Quick question regarding the def. of this function.

[Je m'appelle]

I have to find the Fourier Series of the following function

f(x) = \begin{cases} 1, & \mbox{if } 0 \leq x \leq \pi, \\ -1, & \mbox{if } 0 \leq x < 0. \end{cases}

My question is, is the above definition for the function f(x) correct? How can the function have two values at x = 0? Could it be a typo?

 

[hgfalling]

It's probably supposed to be -pi <= x < 0 in the second line.

 

[vela]

The way it appears now (second line reads 0≤x<0), no, it's not correct, but I'm guessing that's your typo, not the problem's. I assume that was supposed to be -π≤x<0.

 

[Je m'appelle]

It's probably supposed to be -pi <= x < 0 in the second line.

That's precisely what I was thinking about, I just wasn't so sure if there was some special condition or anything like that. Then it really is a typo. Thanks hgfalling.

 

[Je m'appelle]

The way it appears now (second line reads 0≤x<0), no, it's not correct, but I'm guessing that's your typo, not the problem's. I assume that was supposed to be -π≤x<0.

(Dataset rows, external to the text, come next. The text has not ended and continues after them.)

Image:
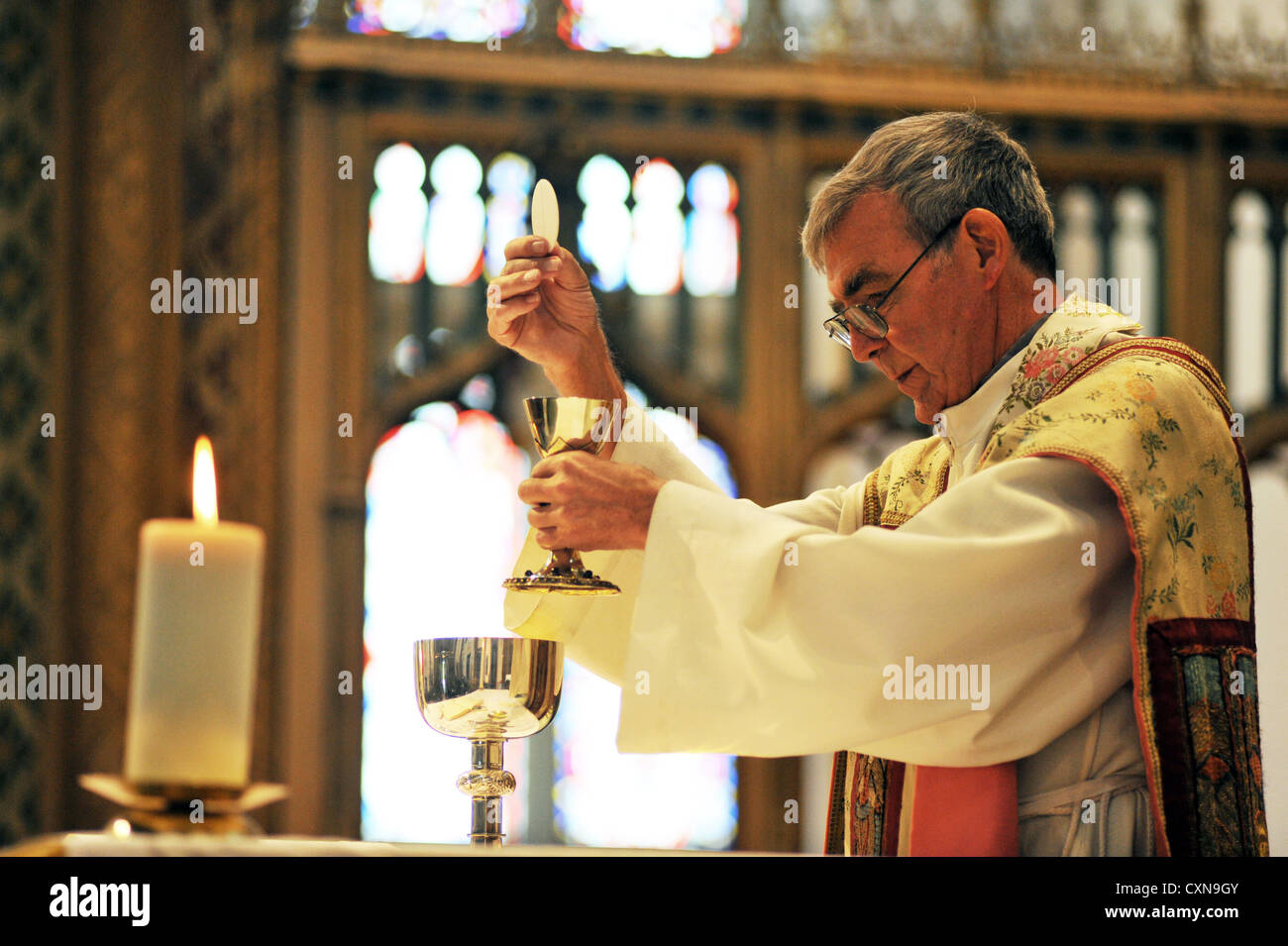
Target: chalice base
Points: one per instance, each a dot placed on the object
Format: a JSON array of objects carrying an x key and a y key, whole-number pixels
[{"x": 563, "y": 577}]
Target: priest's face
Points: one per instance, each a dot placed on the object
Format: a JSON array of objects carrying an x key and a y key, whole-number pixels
[{"x": 940, "y": 332}]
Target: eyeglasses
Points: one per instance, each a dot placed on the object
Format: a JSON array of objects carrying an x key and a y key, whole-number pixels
[{"x": 864, "y": 317}]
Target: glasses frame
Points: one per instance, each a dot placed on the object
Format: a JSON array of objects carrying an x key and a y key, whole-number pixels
[{"x": 866, "y": 317}]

It has been posted exactly as it is in the problem, that was the whole point of this thread. But I can see it now that it really is a typo, I just needed a confirmation. Thanks vela.

 

[vela]

Oh, OK. It's just that your question about two values at x=0 didn't really make sense to me as there are no values of x such that 0≤x<0 (so the second line would never matter).